El consumo en los comercios minoristas de San Juan volvió a mostrar señales de debilidad durante febrero. Según el último informe de la Cámara de Comercio Comerciantes Unidos de San Juan, las ventas de las Pymes del sector registraron una caída interanual del 6,7%.
Además de ser un golpe para los comerciantes, estos números reflejan que el contexto económico sigue siendo complejo para el bolsillo de los consumidores locales.
Es que el dato confirma que la retracción del consumo no logra revertirse y profundiza una tendencia que ya se había visto el año pasado: en febrero de 2025 las ventas también habían caído, en ese caso un 3,1%. Ahora fue peor, ya que la caída fue del doble.

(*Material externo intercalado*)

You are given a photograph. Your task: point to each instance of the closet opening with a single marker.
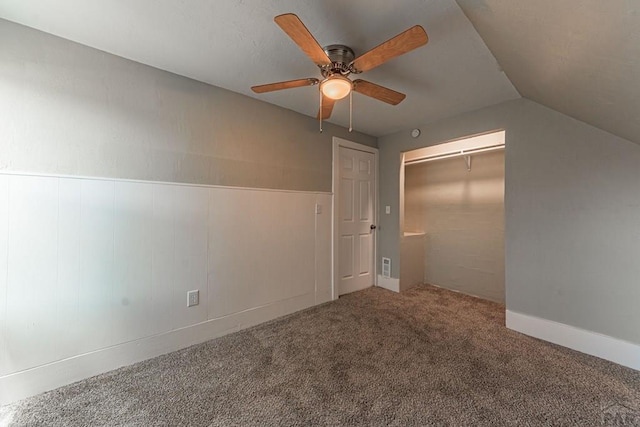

Para los comerciantes, esto refleja un impacto sostenido que golpea especialmente a los pequeños y medianos negocios de la provincia.
Los rubros más afectados
El informe muestra además que la baja atraviesa prácticamente a todo el comercio. De los 11 rubros relevados, la mayoría registró retrocesos, con mayor impacto en los bienes durables, es decir, aquellos productos que suelen postergarse cuando el ingreso no alcanza.
Entre los sectores con mayores caídas aparecen muebles y decoración (-10,2%), ferretería y materiales para la construcción (-8,7%), calzados y marroquinería (-8,5%) e indumentaria (-8,1%).
También se registraron bajas en rubros vinculados al consumo cotidiano o a productos tecnológicos. En este grupo se ubicaron electrodomésticos (-7,6%), alimentos y bebidas (-7,2%), juguetería y librerías (-5,6%) y farmacias (-3,1%).
La llamativa excepción
La única excepción fue el sector de neumáticos y repuestos, que logró cerrar febrero con una suba del 4,5%, convirtiéndose en el único rubro con resultado positivo dentro del relevamiento.
Esto se debe a que tras la apertura de las importaciones están entrando neumáticos y repuestos en general a precios más accesibles que antes.
Pago al contado
El informe también analiza cómo pagaron los consumidores. En un escenario de incertidumbre económica, los compradores se mostraron más cautelosos: el 60% de las operaciones se realizó al contado, mientras que el 40% restante se concretó con tarjeta de crédito.
Para el sector comercial, estos números reflejan que el consumo sigue siendo uno de los principales desafíos de la economía local y que los pequeños negocios continúan sintiendo el impacto de la retracción en las ventas.